Show Abstract | Download Original | Original Source | Check in Google Scholar | DOI: 10.55123/toba.v5i2.7577

Abstract

The use of big data derived from social media platforms such as Instagram has increasingly been adopted as an alternative data source in tourism analysis, particularly to understand destination promotion patterns and online audience engagement. This study aims to identify the main topics of tourism promotional content on social media and to examine their contribution to predicting the number of domestic tourist trips to the Province of East Nusa Tenggara. Topic modeling was conducted using the Latent Dirichlet Allocation (LDA) method on Instagram captions posted by tourism stakeholders in East Nusa Tenggara. The results of the topic modeling revealed three main topics, namely marine tourism attractiveness, tour package and sailing activity offerings, and trip and boat rental promotions. The analysis of engagement rates (ER) indicates that the average monthly ER of tourism-related accounts in East Nusa Tenggara reached 28.07. Among the identified topics, the marine tourism attractiveness topic recorded the highest average ER, at 42.24, indicating strong audience interest in visual content and narratives related to marine natural attractions.

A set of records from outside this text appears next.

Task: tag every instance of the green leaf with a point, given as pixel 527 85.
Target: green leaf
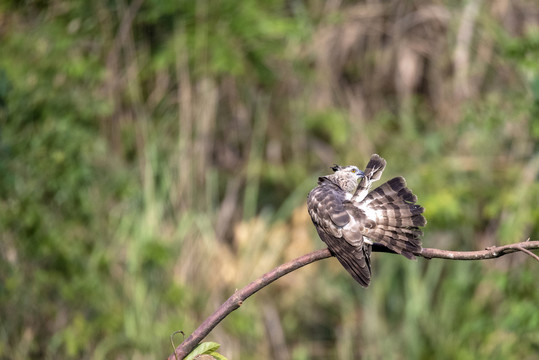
pixel 204 348
pixel 218 356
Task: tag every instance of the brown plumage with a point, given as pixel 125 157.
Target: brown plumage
pixel 348 218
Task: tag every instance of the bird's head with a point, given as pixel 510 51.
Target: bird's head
pixel 348 170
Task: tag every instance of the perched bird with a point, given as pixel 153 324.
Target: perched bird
pixel 349 218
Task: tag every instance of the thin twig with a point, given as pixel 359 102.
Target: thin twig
pixel 236 300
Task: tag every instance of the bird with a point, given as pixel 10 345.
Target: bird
pixel 350 218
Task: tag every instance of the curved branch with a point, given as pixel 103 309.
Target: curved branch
pixel 236 300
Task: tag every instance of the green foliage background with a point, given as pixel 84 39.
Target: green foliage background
pixel 156 155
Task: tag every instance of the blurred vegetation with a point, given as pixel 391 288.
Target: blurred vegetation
pixel 156 155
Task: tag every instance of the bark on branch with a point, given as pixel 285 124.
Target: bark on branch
pixel 236 300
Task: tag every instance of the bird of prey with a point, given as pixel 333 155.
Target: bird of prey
pixel 349 218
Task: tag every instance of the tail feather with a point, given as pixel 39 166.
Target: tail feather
pixel 402 242
pixel 397 217
pixel 355 259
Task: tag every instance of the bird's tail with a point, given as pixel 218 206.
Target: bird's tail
pixel 355 259
pixel 397 217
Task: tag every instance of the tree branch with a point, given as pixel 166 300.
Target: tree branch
pixel 236 300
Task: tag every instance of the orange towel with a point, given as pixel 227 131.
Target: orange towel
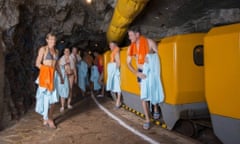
pixel 114 52
pixel 142 51
pixel 46 77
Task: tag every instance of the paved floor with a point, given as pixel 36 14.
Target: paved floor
pixel 86 123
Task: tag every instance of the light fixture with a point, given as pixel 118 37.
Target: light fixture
pixel 89 1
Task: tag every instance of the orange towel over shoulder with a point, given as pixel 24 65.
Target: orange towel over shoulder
pixel 46 77
pixel 114 52
pixel 143 49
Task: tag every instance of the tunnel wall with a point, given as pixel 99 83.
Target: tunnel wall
pixel 124 13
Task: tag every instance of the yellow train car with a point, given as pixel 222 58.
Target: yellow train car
pixel 182 71
pixel 222 81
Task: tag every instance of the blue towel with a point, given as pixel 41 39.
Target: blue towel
pixel 113 78
pixel 95 77
pixel 151 86
pixel 44 98
pixel 82 75
pixel 62 89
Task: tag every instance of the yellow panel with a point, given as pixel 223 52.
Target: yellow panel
pixel 120 21
pixel 222 70
pixel 183 80
pixel 128 79
pixel 106 60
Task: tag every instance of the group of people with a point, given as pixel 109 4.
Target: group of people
pixel 57 76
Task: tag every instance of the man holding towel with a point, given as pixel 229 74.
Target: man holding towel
pixel 139 48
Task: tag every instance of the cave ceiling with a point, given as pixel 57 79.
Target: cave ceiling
pixel 84 25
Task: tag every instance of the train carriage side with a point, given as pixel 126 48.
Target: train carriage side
pixel 222 81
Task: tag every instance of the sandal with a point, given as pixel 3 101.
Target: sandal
pixel 50 124
pixel 146 125
pixel 156 115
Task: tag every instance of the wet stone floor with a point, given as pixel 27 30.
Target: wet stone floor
pixel 86 123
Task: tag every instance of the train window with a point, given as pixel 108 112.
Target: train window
pixel 198 55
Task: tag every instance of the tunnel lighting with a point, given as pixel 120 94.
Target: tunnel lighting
pixel 89 1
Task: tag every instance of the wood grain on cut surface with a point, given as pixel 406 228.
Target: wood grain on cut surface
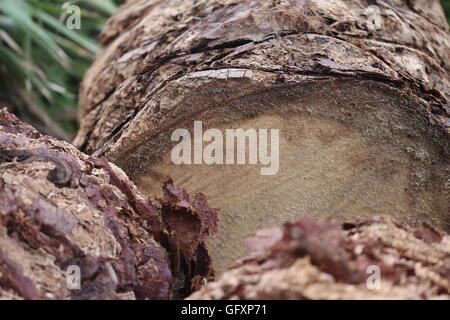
pixel 361 101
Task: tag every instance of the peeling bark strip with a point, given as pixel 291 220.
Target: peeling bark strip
pixel 360 91
pixel 61 208
pixel 329 260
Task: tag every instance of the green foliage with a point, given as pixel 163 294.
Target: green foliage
pixel 42 61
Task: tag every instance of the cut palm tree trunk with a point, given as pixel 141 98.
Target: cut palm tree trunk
pixel 377 258
pixel 74 226
pixel 359 93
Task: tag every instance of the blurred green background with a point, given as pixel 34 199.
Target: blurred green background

Furthermore, the prediction of domestic tourist trips was carried out by integrating macroeconomic variables, tourism indicators, and social media–based variables. The evaluation results demonstrate that the Long Short-Term Memory (LSTM) model incorporating all explanatory variables—including hotel occupancy rates, inflation, transportation price indices, the COVID-19 pandemic variable, account-level ER, and topic-specific ER—achieved the best performance. This model produced a Mean Absolute Percentage Error (MAPE) of 18.75 percent, a Mean Absolute Error (MAE) of 83,577.40, and a Root Mean Square Error (RMSE) of 111,630.97.